There is a large untapped potential for capacity development of rooftop systems by promoting the diffusion of solar PV rooftop technologies, particularly among residential households. Since the majority of commercial, public, and industrial sector utilities are medium- or large-scale ground-mounted solar plants, the solar PV rooftop technology adoption by residential consumers is a potential way forward to achieving Gujarat’s rooftop PV targets by 2022.
Moreover, as rooftop utilities do not require additional land allocation and the energy generated is consumed at source, this is a superior alternative with respect to the transition towards a clean energy future.
Acknowledging the potential of solar PV rooftops and realizing the necessity of tapping this still underexplored market, Gujarat state nodal agencies, such as Gujarat Urja Vikas Nigam Limited (GUVNL) and Gujarat Energy Development Agency (GEDA) have implemented schemes for incentivizing the uptake of solar rooftop adoption, especially among residential consumers.
The Gujarat Solar Policy 2021 and Surya Urja Rooftop Yojana – Gujarat (SURYA- Gujarat) are state-level policy initiatives that focus on providing technical assistance and financial support to residential rooftop users. The SURYA – Gujarat scheme targets coverage of 8 lakh residential consumers by the end of FY 2021-22. However, as of December 31, 2020, the commissioned residential rooftop capacity was around 632.26 MW (GEDA).
With respect to the number of consumers catered to by the end of 2020, Gujarat has only been able to achieve around 2 lakh residential consumers for Solar PV rooftops. This is merely one-fourth of the target allocated to Gujarat.
In this context, there is a need to understand what factors determine the decisions made by residential consumers. Despite incentives such as net-metering systems (@ Rs 2.25/ unit) and state subsidies of 40% for grid-connected PV utilities up to 3 KW and 20% for above 3 KW to 10 KW capacity made available for private residential consumers in Gujarat, the adoption rate of solar rooftops is considerably lagging with respect to Gujarat’s residential segment target for the end of 2021-22.
A recent study funded by the Climate Change Department, Government of Gujarat aimed to explore the adoption determinants of solar PV rooftops among residential households. The preliminary findings suggested that PV rooftops are mainly being adopted by high income households. Although middle-income and low-income households are aware of the economic and environmental benefits of solar PV rooftops, they are unable to adopt this technology due to high installation costs which must be incurred as a one-time payment.
Also most users of solar PV rooftops are urban residents, and the penetration of this technology is quite low in rural areas of Gujarat. Interestingly, cultural factors such as the kite flying festival in Gujarat also inhibit consumers from sacrificing their roof areas to install PV systems. Moreover, many of the non-users are still unaware of the benefits and promotional schemes of MNRE, GEDA, and GUVNL. This indicates a need for more exhaustive marketing campaigns for rooftop PV adoption and diffusion among rural as well as urban households.
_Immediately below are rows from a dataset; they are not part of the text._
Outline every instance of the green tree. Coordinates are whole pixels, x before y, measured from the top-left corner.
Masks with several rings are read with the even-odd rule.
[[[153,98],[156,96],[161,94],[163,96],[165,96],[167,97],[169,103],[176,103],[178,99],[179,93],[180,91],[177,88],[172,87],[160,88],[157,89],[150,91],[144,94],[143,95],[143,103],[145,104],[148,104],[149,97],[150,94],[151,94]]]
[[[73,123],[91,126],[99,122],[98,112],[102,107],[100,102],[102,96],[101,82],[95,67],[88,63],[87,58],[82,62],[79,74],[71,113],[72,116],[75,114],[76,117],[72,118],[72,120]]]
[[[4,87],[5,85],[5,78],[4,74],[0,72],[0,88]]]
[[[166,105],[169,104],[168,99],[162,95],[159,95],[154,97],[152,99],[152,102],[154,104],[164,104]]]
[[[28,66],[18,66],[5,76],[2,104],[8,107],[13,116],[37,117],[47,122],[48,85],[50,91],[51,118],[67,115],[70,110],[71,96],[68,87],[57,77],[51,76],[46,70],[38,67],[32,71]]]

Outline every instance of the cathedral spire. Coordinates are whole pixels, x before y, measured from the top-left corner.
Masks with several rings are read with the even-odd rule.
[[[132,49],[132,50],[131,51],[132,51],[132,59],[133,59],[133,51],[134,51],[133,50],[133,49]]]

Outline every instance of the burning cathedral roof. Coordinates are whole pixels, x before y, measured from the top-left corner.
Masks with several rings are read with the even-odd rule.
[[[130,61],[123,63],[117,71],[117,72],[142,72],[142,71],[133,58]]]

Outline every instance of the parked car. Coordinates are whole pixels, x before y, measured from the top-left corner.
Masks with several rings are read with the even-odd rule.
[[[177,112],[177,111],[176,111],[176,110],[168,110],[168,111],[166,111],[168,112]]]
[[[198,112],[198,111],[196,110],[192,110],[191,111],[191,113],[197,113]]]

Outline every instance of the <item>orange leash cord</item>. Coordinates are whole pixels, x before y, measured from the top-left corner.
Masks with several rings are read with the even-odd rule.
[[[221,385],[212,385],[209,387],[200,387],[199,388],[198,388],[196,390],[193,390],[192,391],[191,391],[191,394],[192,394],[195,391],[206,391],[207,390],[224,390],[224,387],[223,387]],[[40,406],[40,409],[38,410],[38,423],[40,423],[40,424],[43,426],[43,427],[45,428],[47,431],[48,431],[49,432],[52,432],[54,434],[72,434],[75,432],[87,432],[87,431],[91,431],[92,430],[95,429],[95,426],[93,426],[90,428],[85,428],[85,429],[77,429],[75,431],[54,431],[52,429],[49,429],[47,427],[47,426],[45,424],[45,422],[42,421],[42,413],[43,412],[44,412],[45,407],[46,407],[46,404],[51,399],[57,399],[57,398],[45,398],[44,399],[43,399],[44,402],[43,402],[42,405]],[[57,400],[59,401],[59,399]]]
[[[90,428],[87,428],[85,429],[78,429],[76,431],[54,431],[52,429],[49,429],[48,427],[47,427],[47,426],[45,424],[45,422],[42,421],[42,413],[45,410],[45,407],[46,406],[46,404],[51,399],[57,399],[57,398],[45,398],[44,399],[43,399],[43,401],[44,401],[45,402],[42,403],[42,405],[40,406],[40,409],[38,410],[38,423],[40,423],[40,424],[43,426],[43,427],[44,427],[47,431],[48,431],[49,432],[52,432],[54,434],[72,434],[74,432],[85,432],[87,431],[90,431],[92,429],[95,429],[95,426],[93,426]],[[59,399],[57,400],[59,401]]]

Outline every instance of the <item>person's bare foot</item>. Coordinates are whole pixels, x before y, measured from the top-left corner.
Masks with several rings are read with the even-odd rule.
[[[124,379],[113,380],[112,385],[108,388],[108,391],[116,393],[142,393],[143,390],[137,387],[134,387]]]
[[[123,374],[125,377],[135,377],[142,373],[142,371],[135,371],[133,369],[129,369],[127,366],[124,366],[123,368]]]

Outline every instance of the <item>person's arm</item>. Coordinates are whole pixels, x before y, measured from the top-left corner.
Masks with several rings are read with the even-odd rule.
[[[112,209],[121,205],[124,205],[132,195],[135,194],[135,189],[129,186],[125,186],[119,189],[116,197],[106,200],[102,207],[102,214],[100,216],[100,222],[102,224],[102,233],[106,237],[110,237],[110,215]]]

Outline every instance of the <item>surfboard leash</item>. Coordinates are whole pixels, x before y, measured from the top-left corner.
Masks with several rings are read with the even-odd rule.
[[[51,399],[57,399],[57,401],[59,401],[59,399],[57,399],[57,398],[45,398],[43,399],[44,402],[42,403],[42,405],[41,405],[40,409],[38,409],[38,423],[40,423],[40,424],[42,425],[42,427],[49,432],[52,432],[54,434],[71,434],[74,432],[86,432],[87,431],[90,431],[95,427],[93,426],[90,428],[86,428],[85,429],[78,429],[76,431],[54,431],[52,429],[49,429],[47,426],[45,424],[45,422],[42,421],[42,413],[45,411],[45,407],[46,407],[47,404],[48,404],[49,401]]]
To cater to the financial challenge of middle- and low-income households regarding large one-time installation costs of solar panels, provisions for partial payment such as monthly or quarterly installments can be aided by the state nodal agencies.
There is also a need to boost investment in R&D to fund the government and private laboratories and promote innovative businesses so that more efficient PV panels that would generate more electricity per KW and require less installation space, can be produced. This will also make it easier for consumers who are reluctant to do away with their roof spaces to install PV rooftops.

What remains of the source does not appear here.